JOHN PALMER, KNOWN IN THE P. R. AS “JACK SCROGGINS”—1803–1822.
To whom this hardy little hero, who so long performed “clown to the ring,” was indebted for his grotesque sobriquet, is a point upon which history is silent, nor can its elucidation be expected, even from the editor of “Notes and Queries,” assisted by his staff of contributors. There was, however, a popular comic song by George Colman the Younger, in which the loves of Giles Scroggins and Molly Brown were involved with “a horrible” ghost story, and possibly the mere oddity of the name suggested itself as an alias for this eccentric pugilist.
John Palmer was born, December 31, 1787, near New Cross, Deptford. It should seem that as Hercules in his cradle betook himself to serpent strangling, by way of prefiguring his future monster-destroying propensities, so Jack was pugilistic from his cradle; and, although not an ill-natured lad, was continually fighting the boys of New Cross, till his victories were so numerous, that he was considered as the cock of the walk. At a more advanced age he went to live as a servant on the farm of Mr. Giblett (the great butcher of Bond Street), at Kilburn. Here he had frequent turns-up with the hardy race of navigators belonging to the Paddington Canal, and here he first received the name of “Scroggins,” which continued with him throughout his services in the navy, and stuck to him to the end of his boxing career. The oddity of this nickname was merited by a corresponding grotesquerie of personal gesture and appearance. In height only five feet four inches, in weight hard upon eleven stone, “his appearance when stripped,” says Boxiana, “is not unlike the stump of a large tree, and from his loins upwards he looks like a man of fourteen stone.” Add to this, much native humour, the antics of a merryman, undaunted courage, and a love of riotous fun, and the reader will admit that the comic lyric poet of Bell’s Life in London could not have chosen a better known or more comic public character than “Ould Jack”—or, after his departure for another world of spirits beyond the grave, “Ould Jack’s Ghost”—for the vehicle of his fancy facetiæ. What follows here is a resumé of the introductory pages of the memoir of Scroggins in “Boxiana.”

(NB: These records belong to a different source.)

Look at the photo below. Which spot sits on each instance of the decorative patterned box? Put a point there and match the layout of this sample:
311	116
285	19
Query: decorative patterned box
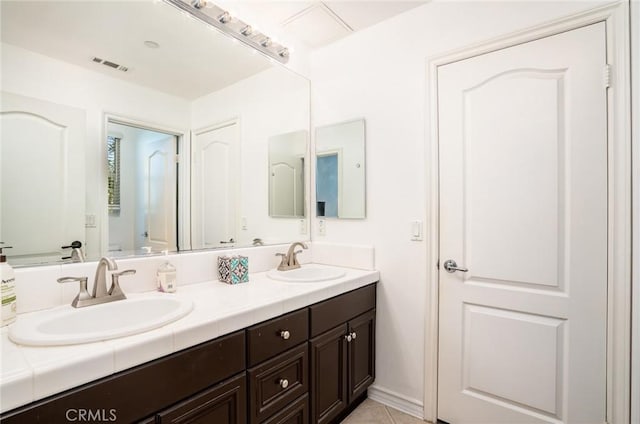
233	269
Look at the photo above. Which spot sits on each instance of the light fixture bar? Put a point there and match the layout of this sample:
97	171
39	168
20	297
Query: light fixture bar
241	31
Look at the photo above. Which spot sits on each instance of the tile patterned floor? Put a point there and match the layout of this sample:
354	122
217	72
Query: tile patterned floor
372	412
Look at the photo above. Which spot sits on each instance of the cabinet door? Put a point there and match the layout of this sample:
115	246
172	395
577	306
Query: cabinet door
224	403
362	359
296	413
328	374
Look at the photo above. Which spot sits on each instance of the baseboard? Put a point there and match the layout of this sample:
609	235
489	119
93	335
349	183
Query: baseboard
395	400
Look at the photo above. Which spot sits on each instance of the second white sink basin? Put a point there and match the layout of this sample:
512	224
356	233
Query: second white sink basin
307	274
67	325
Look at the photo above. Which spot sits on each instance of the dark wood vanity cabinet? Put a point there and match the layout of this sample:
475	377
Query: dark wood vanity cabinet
184	381
343	357
276	383
310	365
223	403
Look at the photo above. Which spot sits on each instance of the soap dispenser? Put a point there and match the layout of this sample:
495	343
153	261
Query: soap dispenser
8	289
166	276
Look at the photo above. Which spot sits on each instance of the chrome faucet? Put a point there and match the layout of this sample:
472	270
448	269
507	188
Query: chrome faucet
290	260
100	293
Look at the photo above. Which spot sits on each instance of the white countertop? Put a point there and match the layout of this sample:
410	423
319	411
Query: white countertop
32	373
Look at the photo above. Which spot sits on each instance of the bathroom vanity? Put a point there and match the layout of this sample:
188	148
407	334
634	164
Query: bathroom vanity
310	364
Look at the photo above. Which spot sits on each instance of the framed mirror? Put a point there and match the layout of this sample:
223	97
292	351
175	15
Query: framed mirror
80	69
340	170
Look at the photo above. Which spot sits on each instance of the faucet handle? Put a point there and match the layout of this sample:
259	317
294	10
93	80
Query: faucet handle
115	290
83	294
283	261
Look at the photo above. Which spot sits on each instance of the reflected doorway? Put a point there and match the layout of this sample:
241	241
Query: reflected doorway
142	189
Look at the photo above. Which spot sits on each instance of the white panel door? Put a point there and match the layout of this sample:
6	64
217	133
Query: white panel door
160	194
215	176
42	176
523	206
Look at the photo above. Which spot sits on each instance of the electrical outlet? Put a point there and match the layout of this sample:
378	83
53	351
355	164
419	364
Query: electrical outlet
90	221
322	227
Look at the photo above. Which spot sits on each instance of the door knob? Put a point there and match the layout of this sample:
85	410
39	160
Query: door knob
451	266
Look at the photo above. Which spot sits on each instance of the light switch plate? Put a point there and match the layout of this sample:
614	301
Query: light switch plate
416	230
322	227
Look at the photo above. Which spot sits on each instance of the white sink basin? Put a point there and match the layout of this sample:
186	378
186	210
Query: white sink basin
67	325
307	274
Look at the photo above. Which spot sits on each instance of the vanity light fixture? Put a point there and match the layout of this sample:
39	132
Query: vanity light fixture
220	19
266	42
199	4
151	44
224	18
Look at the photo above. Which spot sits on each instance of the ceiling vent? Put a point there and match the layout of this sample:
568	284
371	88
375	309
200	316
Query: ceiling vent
110	64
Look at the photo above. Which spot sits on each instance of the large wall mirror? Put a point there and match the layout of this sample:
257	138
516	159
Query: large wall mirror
340	170
133	128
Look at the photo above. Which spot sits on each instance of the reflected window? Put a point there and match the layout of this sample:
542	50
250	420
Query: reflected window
113	163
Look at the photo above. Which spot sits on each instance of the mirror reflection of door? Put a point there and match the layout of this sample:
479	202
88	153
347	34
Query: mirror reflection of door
287	174
42	183
327	184
340	170
142	189
214	185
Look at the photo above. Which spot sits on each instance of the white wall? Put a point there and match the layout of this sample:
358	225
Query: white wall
635	107
34	75
270	103
380	74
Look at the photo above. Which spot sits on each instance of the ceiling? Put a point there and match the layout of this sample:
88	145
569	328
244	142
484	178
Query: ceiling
316	23
191	60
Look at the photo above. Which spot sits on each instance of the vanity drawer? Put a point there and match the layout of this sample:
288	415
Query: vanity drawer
277	382
277	335
340	309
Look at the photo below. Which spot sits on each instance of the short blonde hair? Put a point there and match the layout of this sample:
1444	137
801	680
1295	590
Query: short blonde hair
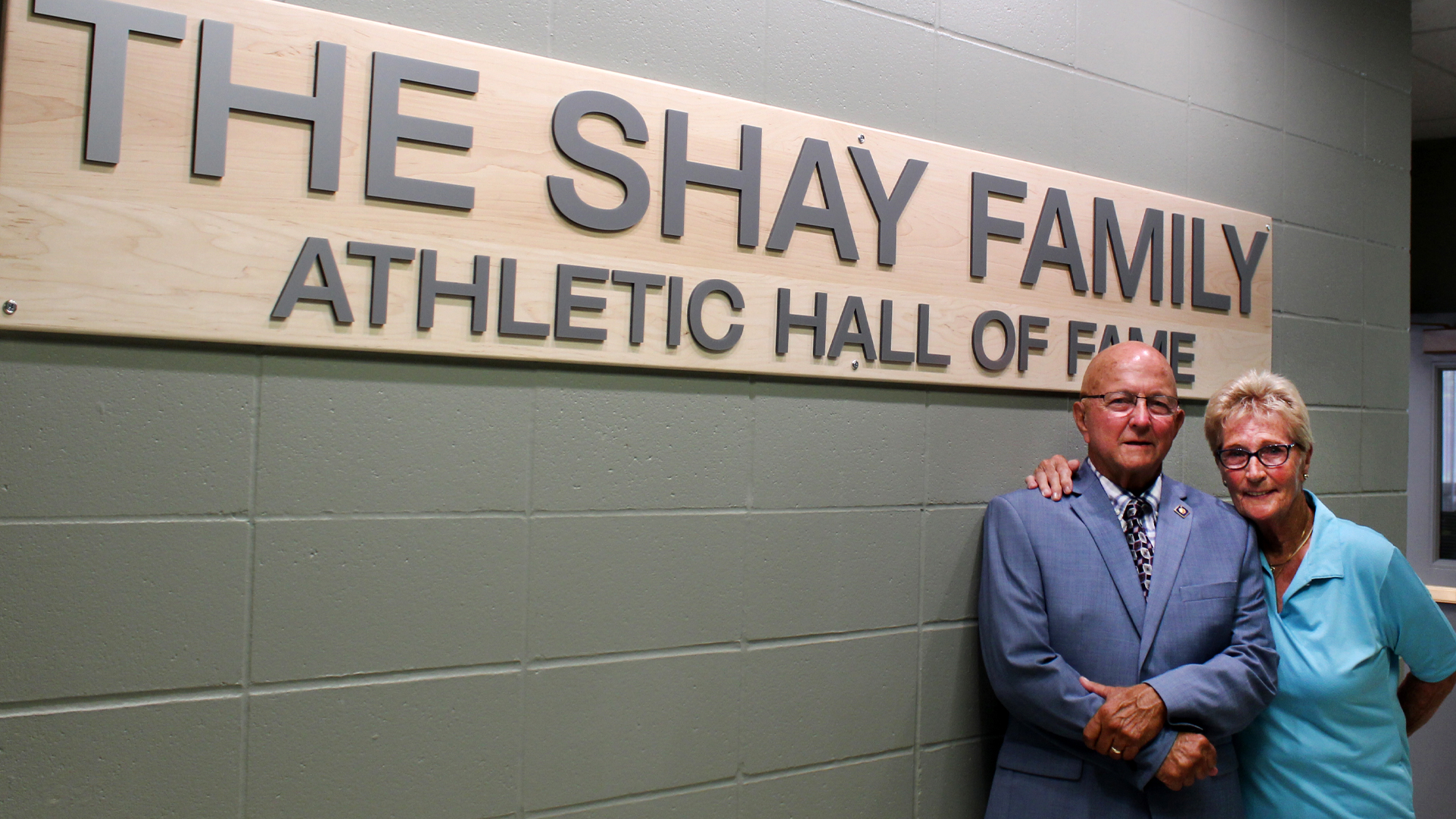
1261	392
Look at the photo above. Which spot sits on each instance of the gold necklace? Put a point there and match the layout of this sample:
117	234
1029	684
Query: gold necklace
1304	542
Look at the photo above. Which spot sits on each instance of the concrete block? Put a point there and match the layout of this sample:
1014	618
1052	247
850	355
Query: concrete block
1318	275
1386	516
1190	460
826	572
350	596
1353	36
1310	172
1386	368
1345	506
1142	42
1321	357
711	803
615	441
1383	450
827	700
520	25
1388	126
612	729
441	748
1234	162
1021	112
967	455
717	47
1131	136
956	780
816	60
134	763
820	445
956	698
107	608
101	428
1324	102
880	789
1386	197
1335	466
1235	71
1260	17
392	436
1386	286
623	583
951	564
1046	30
1386	28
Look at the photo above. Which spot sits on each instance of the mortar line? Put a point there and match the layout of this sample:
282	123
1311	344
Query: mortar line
117	519
832	764
386	678
526	575
248	588
628	799
111	701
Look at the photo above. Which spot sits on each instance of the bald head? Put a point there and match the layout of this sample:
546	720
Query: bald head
1128	359
1126	445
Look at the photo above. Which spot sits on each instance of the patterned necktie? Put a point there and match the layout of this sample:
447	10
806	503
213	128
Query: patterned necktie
1138	541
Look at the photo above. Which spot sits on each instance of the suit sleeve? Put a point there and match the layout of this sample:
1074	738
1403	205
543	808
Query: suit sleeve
1223	694
1036	684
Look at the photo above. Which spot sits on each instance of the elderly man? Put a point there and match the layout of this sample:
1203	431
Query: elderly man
1125	626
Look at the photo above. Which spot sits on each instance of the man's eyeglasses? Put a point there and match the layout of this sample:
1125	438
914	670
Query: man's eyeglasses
1123	403
1269	455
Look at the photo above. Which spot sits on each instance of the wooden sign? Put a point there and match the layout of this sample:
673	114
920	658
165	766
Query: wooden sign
264	174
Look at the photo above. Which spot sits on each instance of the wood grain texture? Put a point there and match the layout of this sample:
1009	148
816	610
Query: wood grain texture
145	248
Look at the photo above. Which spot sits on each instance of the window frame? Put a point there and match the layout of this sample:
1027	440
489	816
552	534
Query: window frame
1424	469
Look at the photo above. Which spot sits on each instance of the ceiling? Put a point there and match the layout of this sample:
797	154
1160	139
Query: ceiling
1433	71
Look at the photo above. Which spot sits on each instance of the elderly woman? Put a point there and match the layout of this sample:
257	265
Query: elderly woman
1345	607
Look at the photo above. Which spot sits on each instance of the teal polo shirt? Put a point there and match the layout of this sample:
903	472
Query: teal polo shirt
1332	744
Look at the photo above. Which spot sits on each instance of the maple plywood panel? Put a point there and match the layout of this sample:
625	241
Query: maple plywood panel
146	248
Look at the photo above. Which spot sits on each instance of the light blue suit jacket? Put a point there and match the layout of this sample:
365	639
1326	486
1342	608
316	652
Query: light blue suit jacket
1060	599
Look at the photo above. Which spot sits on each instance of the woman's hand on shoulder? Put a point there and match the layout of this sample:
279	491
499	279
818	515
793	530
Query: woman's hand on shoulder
1053	477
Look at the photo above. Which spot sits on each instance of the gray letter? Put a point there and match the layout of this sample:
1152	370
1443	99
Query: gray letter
1200	297
1150	237
1056	209
313	251
695	315
430	287
814	155
679	172
1245	265
566	136
983	224
388	126
218	96
887	209
379	278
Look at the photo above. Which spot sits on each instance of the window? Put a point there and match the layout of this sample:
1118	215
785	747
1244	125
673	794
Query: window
1446	379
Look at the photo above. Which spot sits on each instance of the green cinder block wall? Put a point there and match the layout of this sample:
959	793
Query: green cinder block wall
270	583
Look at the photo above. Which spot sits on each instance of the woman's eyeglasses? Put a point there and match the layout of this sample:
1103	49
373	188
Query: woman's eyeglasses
1269	455
1123	403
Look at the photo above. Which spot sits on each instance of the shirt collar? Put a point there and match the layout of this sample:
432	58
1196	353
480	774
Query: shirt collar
1120	497
1324	557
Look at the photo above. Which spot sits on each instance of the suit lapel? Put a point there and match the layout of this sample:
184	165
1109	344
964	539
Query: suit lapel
1095	510
1168	551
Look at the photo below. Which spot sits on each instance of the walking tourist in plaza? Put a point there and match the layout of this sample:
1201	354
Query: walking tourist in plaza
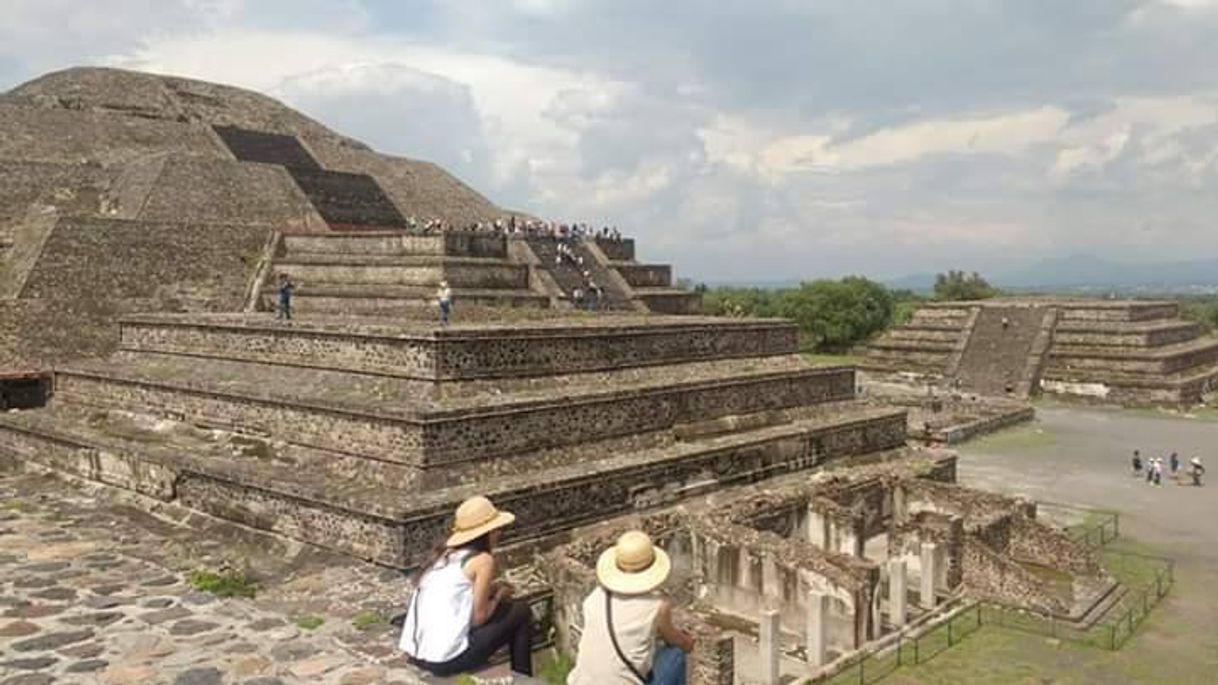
459	614
623	618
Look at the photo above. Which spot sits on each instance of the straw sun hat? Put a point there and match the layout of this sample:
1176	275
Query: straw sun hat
633	566
476	517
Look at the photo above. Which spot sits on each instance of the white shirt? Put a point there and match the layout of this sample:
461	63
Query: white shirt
445	600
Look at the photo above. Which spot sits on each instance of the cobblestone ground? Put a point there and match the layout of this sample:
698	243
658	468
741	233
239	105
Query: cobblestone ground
95	590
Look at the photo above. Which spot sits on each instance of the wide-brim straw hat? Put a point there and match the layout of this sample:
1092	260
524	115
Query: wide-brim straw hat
476	517
633	566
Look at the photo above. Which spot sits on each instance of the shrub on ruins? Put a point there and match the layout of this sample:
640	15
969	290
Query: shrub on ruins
836	315
224	583
959	285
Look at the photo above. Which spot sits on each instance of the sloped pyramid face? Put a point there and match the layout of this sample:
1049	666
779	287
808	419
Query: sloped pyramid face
122	191
1133	352
353	425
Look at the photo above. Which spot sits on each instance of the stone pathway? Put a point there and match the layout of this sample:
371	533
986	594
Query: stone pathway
94	591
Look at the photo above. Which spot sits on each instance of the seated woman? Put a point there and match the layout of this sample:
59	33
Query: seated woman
459	614
623	617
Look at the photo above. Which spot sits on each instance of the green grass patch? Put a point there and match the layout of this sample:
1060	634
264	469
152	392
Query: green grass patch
224	584
557	669
369	621
308	622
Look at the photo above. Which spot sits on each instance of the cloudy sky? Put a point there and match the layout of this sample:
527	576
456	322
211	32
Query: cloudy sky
760	140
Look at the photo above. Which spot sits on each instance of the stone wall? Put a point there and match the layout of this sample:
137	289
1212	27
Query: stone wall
458	355
992	577
646	276
618	250
1043	545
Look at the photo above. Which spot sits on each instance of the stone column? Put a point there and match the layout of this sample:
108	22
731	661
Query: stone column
770	646
770	584
929	572
897	594
817	628
816	533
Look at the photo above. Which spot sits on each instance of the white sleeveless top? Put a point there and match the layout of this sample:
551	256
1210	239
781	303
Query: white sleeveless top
633	621
445	600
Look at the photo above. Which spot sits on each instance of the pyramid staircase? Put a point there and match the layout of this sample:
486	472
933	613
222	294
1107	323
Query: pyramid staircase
362	436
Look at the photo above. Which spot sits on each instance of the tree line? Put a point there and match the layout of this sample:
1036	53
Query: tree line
833	316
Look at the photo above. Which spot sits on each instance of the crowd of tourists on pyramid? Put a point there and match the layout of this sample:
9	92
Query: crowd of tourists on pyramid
1152	468
461	612
518	227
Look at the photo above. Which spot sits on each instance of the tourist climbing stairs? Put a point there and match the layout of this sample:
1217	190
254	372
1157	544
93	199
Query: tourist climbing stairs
569	274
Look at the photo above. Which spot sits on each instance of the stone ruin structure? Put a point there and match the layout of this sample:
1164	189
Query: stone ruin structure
144	220
789	578
130	193
1135	352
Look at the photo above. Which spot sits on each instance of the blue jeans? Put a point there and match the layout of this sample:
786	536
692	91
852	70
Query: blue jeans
668	667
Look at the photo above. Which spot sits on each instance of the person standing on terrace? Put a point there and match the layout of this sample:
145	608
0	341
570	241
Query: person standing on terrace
625	614
445	299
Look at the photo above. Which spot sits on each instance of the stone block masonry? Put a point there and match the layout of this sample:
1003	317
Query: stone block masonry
458	354
1134	352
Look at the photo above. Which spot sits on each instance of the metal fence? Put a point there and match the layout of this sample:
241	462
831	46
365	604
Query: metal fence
910	649
1157	574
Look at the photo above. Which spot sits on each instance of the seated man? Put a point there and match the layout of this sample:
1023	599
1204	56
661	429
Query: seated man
623	618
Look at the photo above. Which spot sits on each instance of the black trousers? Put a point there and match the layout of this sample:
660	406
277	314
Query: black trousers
510	624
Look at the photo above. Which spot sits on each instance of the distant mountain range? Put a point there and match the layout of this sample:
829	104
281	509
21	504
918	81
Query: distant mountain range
1088	273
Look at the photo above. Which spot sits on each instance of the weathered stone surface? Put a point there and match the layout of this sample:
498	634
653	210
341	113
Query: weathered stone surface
161	616
85	651
33	611
317	666
128	674
29	679
18	629
87	666
191	627
208	675
263	624
292	651
55	594
52	640
35	663
95	619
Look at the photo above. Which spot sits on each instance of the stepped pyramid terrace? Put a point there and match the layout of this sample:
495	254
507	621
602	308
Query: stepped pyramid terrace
1132	352
140	260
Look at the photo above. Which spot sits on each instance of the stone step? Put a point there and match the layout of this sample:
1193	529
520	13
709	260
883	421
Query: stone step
397	527
899	344
461	351
1166	358
644	276
402	301
459	272
457	244
394	418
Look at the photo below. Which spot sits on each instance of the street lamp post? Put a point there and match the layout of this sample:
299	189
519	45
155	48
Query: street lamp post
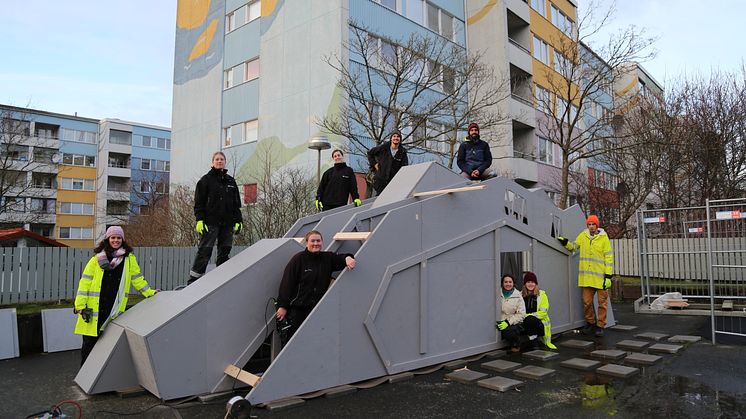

JOHN PALMER (“Jack Scroggins”).
From a Portrait by G. Sharples, 1819.
In May, 1803, when sixteen years old, he was ill-treated by one Bill Walters, at the sign of the Waggon and Horses, at Brentford. Walters was a full grown man, possessing strength and some knowledge of milling, but Jack was not easily to be intimidated, and an immediate turn-up was the result, in a field near the above inn. The battle continued upwards of an hour, when Scroggy was proclaimed the victor. Jem Belcher witnessed the mill, and praised Scroggy for the hardy courage he displayed.
Not long after this occurrence, Scroggins dined at a club-feast, at the sign of the Swan, Sunbury Common. The harmony of the company experienced great interruption from the improper conduct of a fellow named Sam Beak, better known as the “Bully of Harrow.” His name was a sort of terror to all present, and the company would have been compelled to endure his insolence for the remainder of the evening, had it not been for the pluck of little Scroggy, who insisted upon his quitting the room. The threat produced a regular fight out of doors, and after a severe battle for nearly an hour, Beak was glad to give in.